Cependant, et bien que le caniche apparemment en soit un leitmotiv moins douloureux, le malaise que dénonce General Idea précède l’apparition du Sida. Car ce que récuse leur collectif, c’est l’héritage de l’artiste unique et génial, et son hégémonie; ce que méprise l’élection de Miss General Idea (1971), c’est le culte de la beauté frelatée; ce qu’ils attaquent dans la publicité, c’est son fascisme latent (Nazi Milk, 1979-1980), parce qu’il devient manifeste à force d’être répété; ce qu’exposent les 432 assiettes peintes en mires (les six bandes colorées du poste télé à l’arrêt) de Test Pattern (1988), ce n’est pas seulement le vide de la télévision, mais le vertige fixe de ce vide — sa capacité hypnotique.

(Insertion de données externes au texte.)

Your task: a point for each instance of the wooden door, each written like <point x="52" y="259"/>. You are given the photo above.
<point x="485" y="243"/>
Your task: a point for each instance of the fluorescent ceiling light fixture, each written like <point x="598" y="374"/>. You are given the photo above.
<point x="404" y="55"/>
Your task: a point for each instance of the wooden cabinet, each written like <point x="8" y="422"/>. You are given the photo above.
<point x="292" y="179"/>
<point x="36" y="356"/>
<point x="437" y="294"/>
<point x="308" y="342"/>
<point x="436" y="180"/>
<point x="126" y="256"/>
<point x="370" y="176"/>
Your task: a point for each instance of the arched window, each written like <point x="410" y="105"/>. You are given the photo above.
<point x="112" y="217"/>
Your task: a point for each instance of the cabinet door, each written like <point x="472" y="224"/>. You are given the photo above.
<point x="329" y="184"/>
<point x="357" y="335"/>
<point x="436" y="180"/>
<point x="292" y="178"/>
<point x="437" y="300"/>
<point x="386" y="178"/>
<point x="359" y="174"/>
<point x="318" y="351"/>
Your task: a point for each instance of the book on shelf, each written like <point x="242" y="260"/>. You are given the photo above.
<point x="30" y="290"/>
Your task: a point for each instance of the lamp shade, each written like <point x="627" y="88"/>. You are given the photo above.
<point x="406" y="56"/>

On loue, pour l’occasion, l’intuition visionnaire des créations de General Idea. Mais, en vérité, une part de leur subversion a péri avec ses œuvres, et ces louanges ont des manières d’indulgence. Face à ce que la société des masses, et sa télévision, et sa publicité, et ses images, sont devenues, les charges du collectif ont quelque chose de daté, et de naïf. C’est que chacune de ses charges, prise indépendamment des autres, avait une visée trop précise; et les cibles, depuis, ont bougé.
Tandis que vue d’ensemble, leur œuvre, pour confuse et hétéroclite qu’elle apparaisse, et parce que confuse et hétéroclite, laisse encore filtrer une amertume diffuse et persistante, une «idée générale» des images de la modernité qui, elle, est demeurée.

Confusément donc, General Idea décrit un monde immonde qui, sans souci mais par inertie, se munit d’images sans vie et sans imaginaire pour se prémunir de lui-même, et ignore et s’ignore, un monde qui va, peu à peu, façonnant ses fictions à la hauteur de ses peurs.